Historic trees felled to make way for Lowe’s will be used to preserve and restore Albany’s oaks
The white oaks removed this fall from the property at Ninth Avenue and Oak Street date back to the days of Abner Hackleman, namesake of Albany’s Hackleman Historic District.
City officials are making sure, however, that the legacy of the eight trees, once part of the Hackleman Grove, will live on.
Students from South Albany and West Albany high schools spent Saturday morning at the Kenagy farm in North Albany, milling the trees into lumber.
The wood will be dried in a kiln over the winter, then distributed to woodworkers in the mid-valley and elsewhere to create quality artwork and
furniture for auction next fall, said Mark Azevedo, a member of the city of Albany’s tree commission.
Azevedo said all proceeds from the auction will go to oak restoration in Albany, including areas at Kinder Park adjacent to where the trees were removed; East Thornton Lake, and the Oak Creek drainage area.
The white oak trees were removed to make way for the new Lowe’s Home Improvement Center.
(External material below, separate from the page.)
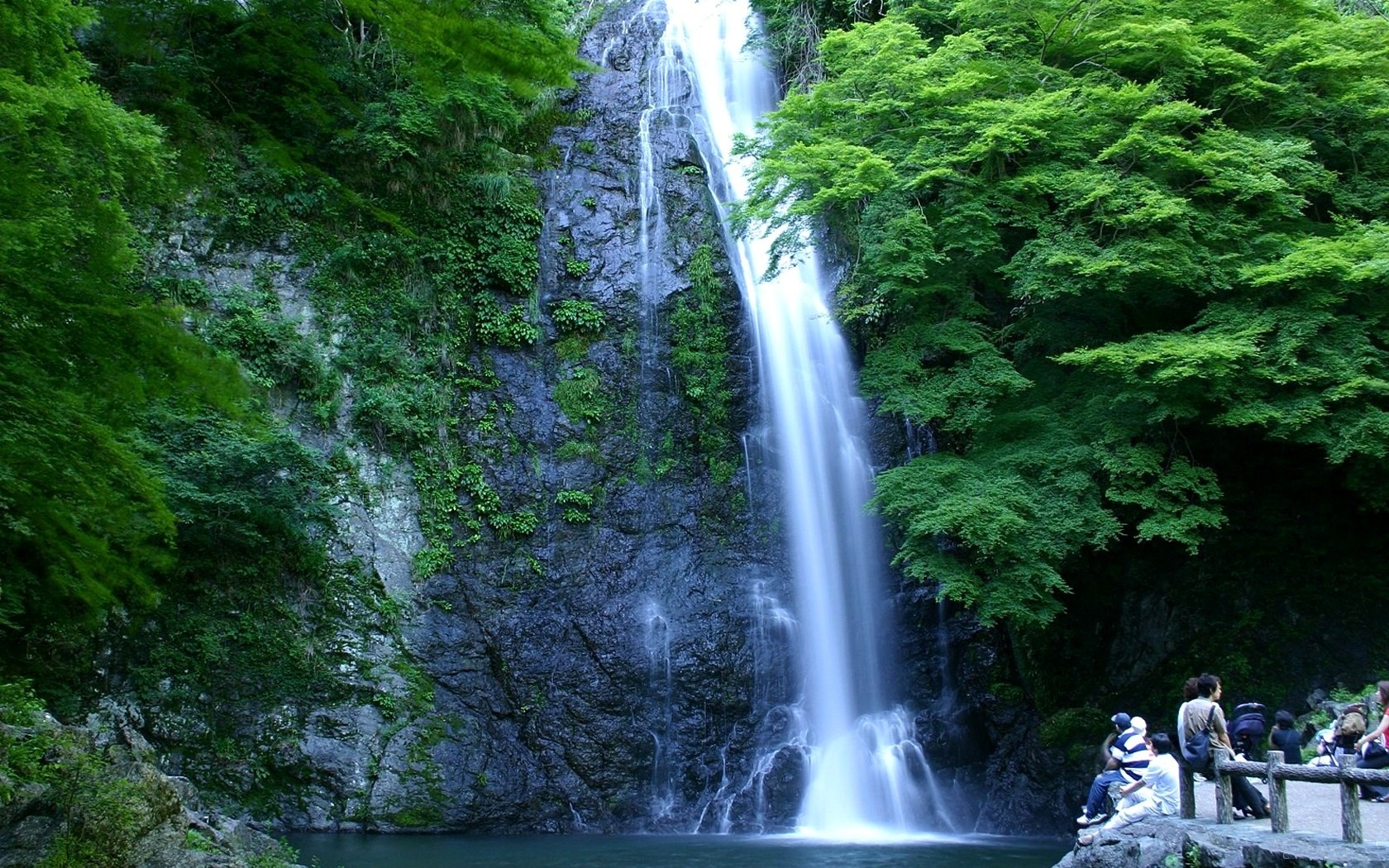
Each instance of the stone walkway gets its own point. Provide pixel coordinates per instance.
(1311, 807)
They are believed to be between 150 and 270 years old and ranged in diameter from 24 to 37 inches. They weighed 44 tons altogether, and it took two log trucks to carry them to the North Albany farm.
Azevedo collected acorns from the felled trees, kept some and sent others to the Institute for Applied Ecology in Corvallis. There, ecological educators worked with biology teacher Jim Wach at the Linn-Benton Juvenile Detention Center to help youths in custody plant 150 acorns in small pots they’ll keep on site.
Stacy Moore, one of the educators, said the youths will water, keep tabs on and otherwise care for the acorns, which should germinate in the spring. By next winter, she said, they’ll help institute educators plant them at restoration sites.